少しずつではあるが、王国とは違うこのチーズに、客たちは興味を示し、注文が入り始めた。
(やはり、独特のクセを持つこの食材が、聖教国の経済的自走力を生み出すほどの輸出品になるのは、難しいのだろうか……)
ラルフは一瞬悩んだ。
しかし、その魅力が、狭いながらも深く、浸透し始めた実感はあった。客たちの声が、それを証明する。
「むう……。やはり、儂の見立てどおり、米酒に合うではないか」
「いや、葡萄酒の方が相性よくないですか?」
「ナニコレ?! このチーズの塩味と独特のクセ、そこにハチミツの甘さ。
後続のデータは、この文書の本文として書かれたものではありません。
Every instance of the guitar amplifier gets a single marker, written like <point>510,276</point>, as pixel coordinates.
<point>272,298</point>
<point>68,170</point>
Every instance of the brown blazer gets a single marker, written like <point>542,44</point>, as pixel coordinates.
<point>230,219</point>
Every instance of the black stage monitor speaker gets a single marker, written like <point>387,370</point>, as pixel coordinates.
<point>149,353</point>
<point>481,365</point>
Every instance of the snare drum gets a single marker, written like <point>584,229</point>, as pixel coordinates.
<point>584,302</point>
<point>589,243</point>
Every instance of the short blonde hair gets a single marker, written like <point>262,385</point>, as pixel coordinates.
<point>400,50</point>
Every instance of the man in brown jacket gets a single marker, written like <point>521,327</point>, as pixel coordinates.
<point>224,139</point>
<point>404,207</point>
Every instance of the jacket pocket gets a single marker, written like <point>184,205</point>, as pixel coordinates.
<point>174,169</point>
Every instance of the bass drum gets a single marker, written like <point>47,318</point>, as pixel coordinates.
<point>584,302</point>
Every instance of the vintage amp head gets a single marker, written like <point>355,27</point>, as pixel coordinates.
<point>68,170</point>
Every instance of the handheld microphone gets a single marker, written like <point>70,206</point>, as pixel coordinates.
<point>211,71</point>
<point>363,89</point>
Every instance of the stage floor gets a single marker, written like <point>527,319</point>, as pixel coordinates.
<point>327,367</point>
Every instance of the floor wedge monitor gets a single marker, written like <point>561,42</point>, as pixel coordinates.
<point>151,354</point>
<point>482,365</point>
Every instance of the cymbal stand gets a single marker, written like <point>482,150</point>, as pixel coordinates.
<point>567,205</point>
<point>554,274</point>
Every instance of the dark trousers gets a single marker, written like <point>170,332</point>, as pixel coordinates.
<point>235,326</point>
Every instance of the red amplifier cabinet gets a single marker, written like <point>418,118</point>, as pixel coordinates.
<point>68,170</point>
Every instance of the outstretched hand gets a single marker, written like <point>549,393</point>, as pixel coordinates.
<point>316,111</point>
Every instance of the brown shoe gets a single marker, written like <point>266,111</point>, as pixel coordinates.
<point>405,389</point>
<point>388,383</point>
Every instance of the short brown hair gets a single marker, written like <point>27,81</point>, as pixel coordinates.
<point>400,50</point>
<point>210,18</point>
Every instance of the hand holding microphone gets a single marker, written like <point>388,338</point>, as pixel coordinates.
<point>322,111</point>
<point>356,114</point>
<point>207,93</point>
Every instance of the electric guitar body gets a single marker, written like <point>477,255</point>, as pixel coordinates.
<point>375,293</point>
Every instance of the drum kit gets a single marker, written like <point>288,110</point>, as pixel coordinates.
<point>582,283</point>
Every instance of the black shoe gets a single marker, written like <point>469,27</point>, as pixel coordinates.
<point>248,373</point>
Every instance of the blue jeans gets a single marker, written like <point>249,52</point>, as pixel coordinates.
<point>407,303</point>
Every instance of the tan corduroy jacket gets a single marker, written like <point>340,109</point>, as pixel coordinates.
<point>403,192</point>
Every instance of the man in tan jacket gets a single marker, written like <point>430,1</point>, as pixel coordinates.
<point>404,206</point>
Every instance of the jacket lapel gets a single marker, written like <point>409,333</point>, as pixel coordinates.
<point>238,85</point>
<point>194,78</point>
……まるで王子様が二人で仲良く喧嘩しながら帰って来たみたい!」
「いや、臭っ! 確かに臭ぇけど、……ウ~ン。俺は、割と好きかもしれん……不思議だなぁ」
どうやら、刺さる人には、深く"ぶっ刺さる"味覚のようだ。
しかし、これはまだ王国では聖教国からの並行輸入品であり、少々高価だ。
これからブランディングし、価値を高め、聖教国の農園に投資ができるほどの事業に成長させ、生産量を増やしていければ、もしかすると……。
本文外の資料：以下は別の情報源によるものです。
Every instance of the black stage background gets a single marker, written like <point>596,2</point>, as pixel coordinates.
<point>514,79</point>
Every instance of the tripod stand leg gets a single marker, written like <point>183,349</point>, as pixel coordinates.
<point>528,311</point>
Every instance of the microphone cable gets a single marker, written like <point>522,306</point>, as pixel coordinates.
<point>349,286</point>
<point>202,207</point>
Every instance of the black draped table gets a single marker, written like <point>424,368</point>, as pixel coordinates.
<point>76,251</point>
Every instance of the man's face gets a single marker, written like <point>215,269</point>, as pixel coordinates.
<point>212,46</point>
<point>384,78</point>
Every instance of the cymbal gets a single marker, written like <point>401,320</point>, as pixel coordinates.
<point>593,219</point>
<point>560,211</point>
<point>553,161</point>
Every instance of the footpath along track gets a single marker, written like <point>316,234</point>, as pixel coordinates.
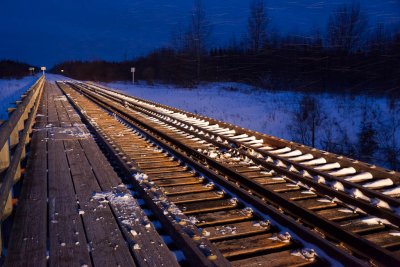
<point>242,177</point>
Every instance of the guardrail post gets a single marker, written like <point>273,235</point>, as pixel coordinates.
<point>14,140</point>
<point>4,163</point>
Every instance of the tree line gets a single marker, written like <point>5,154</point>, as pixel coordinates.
<point>13,69</point>
<point>351,55</point>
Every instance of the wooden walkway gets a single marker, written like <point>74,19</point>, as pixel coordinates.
<point>73,209</point>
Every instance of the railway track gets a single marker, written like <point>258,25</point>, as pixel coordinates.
<point>227,163</point>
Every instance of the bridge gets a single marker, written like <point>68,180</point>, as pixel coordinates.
<point>93,177</point>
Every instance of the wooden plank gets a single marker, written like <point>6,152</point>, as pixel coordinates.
<point>153,251</point>
<point>67,241</point>
<point>28,240</point>
<point>385,239</point>
<point>359,226</point>
<point>194,197</point>
<point>183,174</point>
<point>281,186</point>
<point>179,181</point>
<point>298,195</point>
<point>209,205</point>
<point>315,203</point>
<point>250,245</point>
<point>278,259</point>
<point>234,230</point>
<point>185,189</point>
<point>336,214</point>
<point>225,216</point>
<point>102,232</point>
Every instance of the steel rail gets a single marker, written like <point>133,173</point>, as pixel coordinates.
<point>373,210</point>
<point>367,249</point>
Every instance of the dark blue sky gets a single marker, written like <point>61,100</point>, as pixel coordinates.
<point>45,32</point>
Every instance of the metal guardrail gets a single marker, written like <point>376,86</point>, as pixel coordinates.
<point>14,137</point>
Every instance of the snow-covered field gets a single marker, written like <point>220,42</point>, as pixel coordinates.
<point>10,91</point>
<point>340,116</point>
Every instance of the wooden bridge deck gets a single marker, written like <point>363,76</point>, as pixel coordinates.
<point>60,220</point>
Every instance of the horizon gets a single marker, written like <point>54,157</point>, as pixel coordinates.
<point>51,33</point>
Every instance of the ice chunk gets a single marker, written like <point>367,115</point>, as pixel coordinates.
<point>343,171</point>
<point>359,177</point>
<point>379,183</point>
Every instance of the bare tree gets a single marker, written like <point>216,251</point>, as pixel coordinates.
<point>197,35</point>
<point>257,25</point>
<point>306,119</point>
<point>346,27</point>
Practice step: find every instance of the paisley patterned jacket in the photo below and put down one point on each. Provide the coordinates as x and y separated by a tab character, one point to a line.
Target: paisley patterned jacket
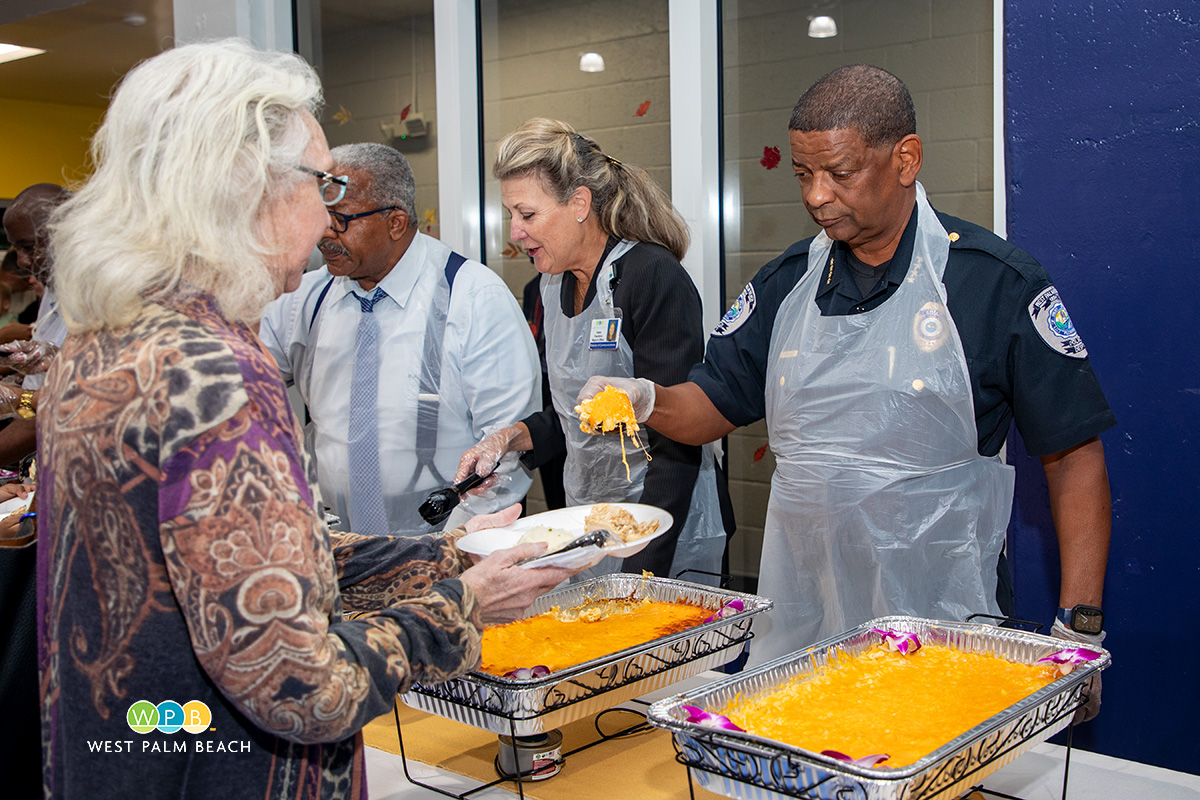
181	563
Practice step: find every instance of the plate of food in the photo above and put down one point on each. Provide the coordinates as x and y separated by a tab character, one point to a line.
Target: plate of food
17	505
634	524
ラルフの脳内には、急速にビジネス的観点と戦略が渦巻き始めた。
そして、ハッ! と、まるで神の啓示のような天才的なアイデアを閃く。
翌年、ロートシュタインで開催されたのは、「チーズローリング」なる奇祭だった。
急勾配の斜面を転がり落ちる円形のハードチーズを追いかけ、人々も駆け下り、転げ落ちる。
怪我人や骨折者が多く出るという、悲惨極まりない状況でありながらも、優勝者に与えられるのは、転がしたチーズのみ。という、全く割に合わない報酬ながら、何故かこの祭りは好評を博し、ごく普通に定着してしまった。
その季節になると、王国だけでなく、共和国に、帝国、そして聖教国の治癒魔法に秀でた魔導士たちが、
「そろそろ、"あの祭り"の時期か、さーて、稼ぎに行くか!!」
と、ロートシュタインに赴く。
という、謎の恒例行事としての経済的循環まで生み出してしまったのだ。
ちなみに、記念すべき第一回優勝者は、居酒屋領主館の看板娘の一人、ハルだった。
意外にも、獣人族なだけあって、彼女の運動神経は群を抜いていた。